Participants at a recent roundtable meeting, including government and industry representatives, agreed to move forward with creating a forum on standardizing prescription medication labels.
George Isham, M.D., M.S., medical director of HealthPartners plan in Minnesota and roundtable chair, asked various speakers the question, Who should convene a group for writing such recommendations? Speakers pointed to the Institute of Medicine, the National Council for Prescription Drug Programs, and others.
Best practices
Two proposals presented to the roundtable focused on how to improve drug labeling and other consumer information. A white paper commissioned by the American College of Physicians Foundation found that the lack of universal standards and medication labeling is a root cause of medication error and that an evidence-based set of practices should guide all label content and format.
Alastair J. J. Wood, M.D., managing director of Symphony Capital LLC, proposed that all medications be slotted into a "Universal Medication Schedule" consisting of breakfast time, lunchtime, supper time, and bedtime. He further proposed putting a table-like illustration on labels, with a column for each of those time slots and the number of doses prescribed for each time slot.
Nancy Ostrove, Ph.D., senior advisor for risk communication, Food & Drug Administration Office of Planning, said the agency's sense is that evidence-based standardization is conceptually the way to go. "I think the FDA has demonstrated our belief in this through the regulations that require nutrition-facts panels on foods-and the drug-facts panels for OTC products-to convey basic facts in a standard format." However, she said, "the risk is that this desire to achieve standards rapidly can undermine the determination to base what we do on appropriate research."
California is first
In other news on Rx labels, California governor Arnold Schwarzenegger signed legislation on Oct. 11 making his state the first to commit to adopting standardized prescription drug labeling. Vanessa Cajina of the Latino Coalition for a Healthy California told the roundtable that her group worked with senior advocacy organizations to secure the legislation "because we saw the label as the primary method of communication with a patient and as the best, most easy thing to legislate and to really get the biggest bang for our buck to help a lot of people." Some pharmacies and pharmacy associations were initially concerned about it, said Cajina. "It's going to be a major change in the way they do business." But most pharmacy interests, she indicated, eventually became supporters.

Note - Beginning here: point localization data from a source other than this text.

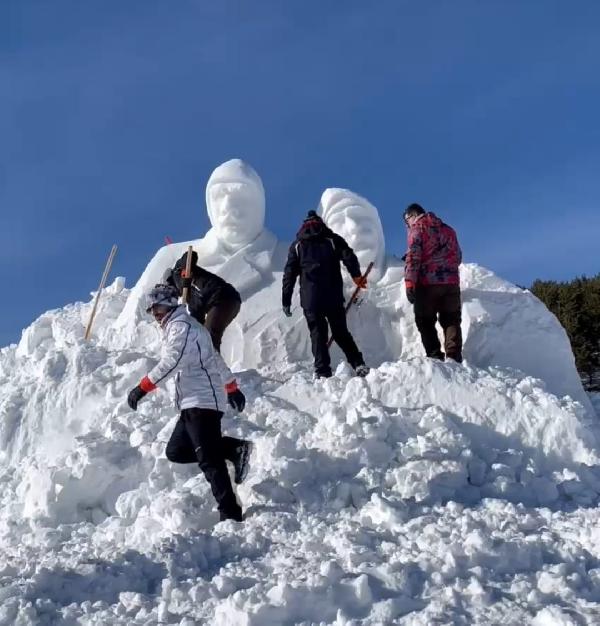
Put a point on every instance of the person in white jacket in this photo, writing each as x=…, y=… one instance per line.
x=203, y=384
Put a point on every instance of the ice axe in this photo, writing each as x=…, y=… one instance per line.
x=354, y=297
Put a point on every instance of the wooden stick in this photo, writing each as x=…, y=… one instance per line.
x=188, y=272
x=353, y=298
x=111, y=257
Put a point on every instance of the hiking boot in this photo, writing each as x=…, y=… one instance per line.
x=242, y=461
x=361, y=370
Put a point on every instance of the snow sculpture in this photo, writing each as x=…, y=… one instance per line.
x=376, y=322
x=237, y=246
x=357, y=221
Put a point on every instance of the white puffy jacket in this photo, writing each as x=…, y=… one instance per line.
x=199, y=370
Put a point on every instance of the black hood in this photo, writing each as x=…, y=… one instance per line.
x=312, y=228
x=181, y=263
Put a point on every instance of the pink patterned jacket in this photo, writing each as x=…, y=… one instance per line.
x=433, y=253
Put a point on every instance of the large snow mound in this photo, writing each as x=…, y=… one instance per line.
x=426, y=493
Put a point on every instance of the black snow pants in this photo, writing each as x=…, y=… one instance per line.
x=319, y=335
x=197, y=438
x=439, y=303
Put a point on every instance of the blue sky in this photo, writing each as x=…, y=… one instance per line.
x=113, y=114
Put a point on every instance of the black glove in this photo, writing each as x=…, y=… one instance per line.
x=135, y=395
x=237, y=400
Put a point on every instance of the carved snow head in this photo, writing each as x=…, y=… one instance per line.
x=235, y=199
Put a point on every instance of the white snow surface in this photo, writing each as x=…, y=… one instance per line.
x=427, y=493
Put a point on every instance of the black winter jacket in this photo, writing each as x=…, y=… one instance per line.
x=315, y=257
x=208, y=290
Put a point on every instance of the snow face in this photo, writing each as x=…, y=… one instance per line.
x=237, y=247
x=235, y=199
x=357, y=221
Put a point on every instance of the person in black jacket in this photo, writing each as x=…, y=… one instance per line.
x=315, y=257
x=211, y=300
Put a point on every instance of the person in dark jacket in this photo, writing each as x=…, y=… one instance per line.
x=211, y=300
x=315, y=257
x=432, y=281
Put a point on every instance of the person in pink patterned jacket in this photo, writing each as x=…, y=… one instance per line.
x=432, y=281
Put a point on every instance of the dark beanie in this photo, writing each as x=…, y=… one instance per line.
x=414, y=209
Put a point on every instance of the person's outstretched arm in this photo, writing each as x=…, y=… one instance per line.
x=290, y=274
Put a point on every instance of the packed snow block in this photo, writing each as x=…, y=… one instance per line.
x=86, y=487
x=35, y=337
x=492, y=411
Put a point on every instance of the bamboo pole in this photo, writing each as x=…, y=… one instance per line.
x=188, y=273
x=111, y=257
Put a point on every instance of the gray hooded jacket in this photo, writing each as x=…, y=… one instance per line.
x=188, y=355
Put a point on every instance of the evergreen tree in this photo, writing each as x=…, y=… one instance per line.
x=576, y=304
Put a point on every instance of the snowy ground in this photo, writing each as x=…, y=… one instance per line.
x=429, y=493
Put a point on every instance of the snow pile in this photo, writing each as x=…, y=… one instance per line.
x=427, y=493
x=502, y=324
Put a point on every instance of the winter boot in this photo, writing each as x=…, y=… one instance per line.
x=361, y=370
x=242, y=461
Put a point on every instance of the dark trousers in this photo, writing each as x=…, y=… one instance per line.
x=197, y=439
x=319, y=323
x=218, y=319
x=439, y=303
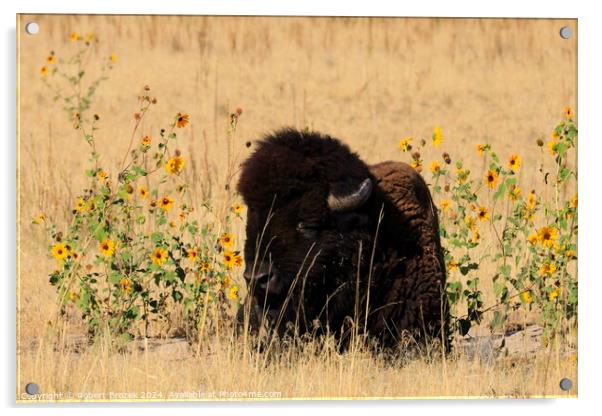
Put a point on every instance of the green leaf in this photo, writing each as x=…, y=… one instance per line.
x=505, y=269
x=157, y=238
x=500, y=191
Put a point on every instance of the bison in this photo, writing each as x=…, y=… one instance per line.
x=334, y=243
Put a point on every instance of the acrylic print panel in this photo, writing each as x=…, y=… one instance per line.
x=272, y=208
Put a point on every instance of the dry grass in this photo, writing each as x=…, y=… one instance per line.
x=366, y=81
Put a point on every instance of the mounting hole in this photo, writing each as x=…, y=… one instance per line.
x=32, y=388
x=566, y=384
x=566, y=32
x=32, y=28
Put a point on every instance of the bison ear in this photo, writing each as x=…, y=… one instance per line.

The legislation mandates the state board of pharmacy to set regulations before Jan. 1, 2011, that require "a standardized, patient-centered" label on all Rx medications. The board must hold public meetings statewide to seek information from groups representing consumers, seniors, pharmacists, and other healthcare professionals. The board is to consider medical literacy, understandability of labels, and the needs of people with limited English proficiency.
THE AUTHOR is a writer based in the Washington, D.C., area.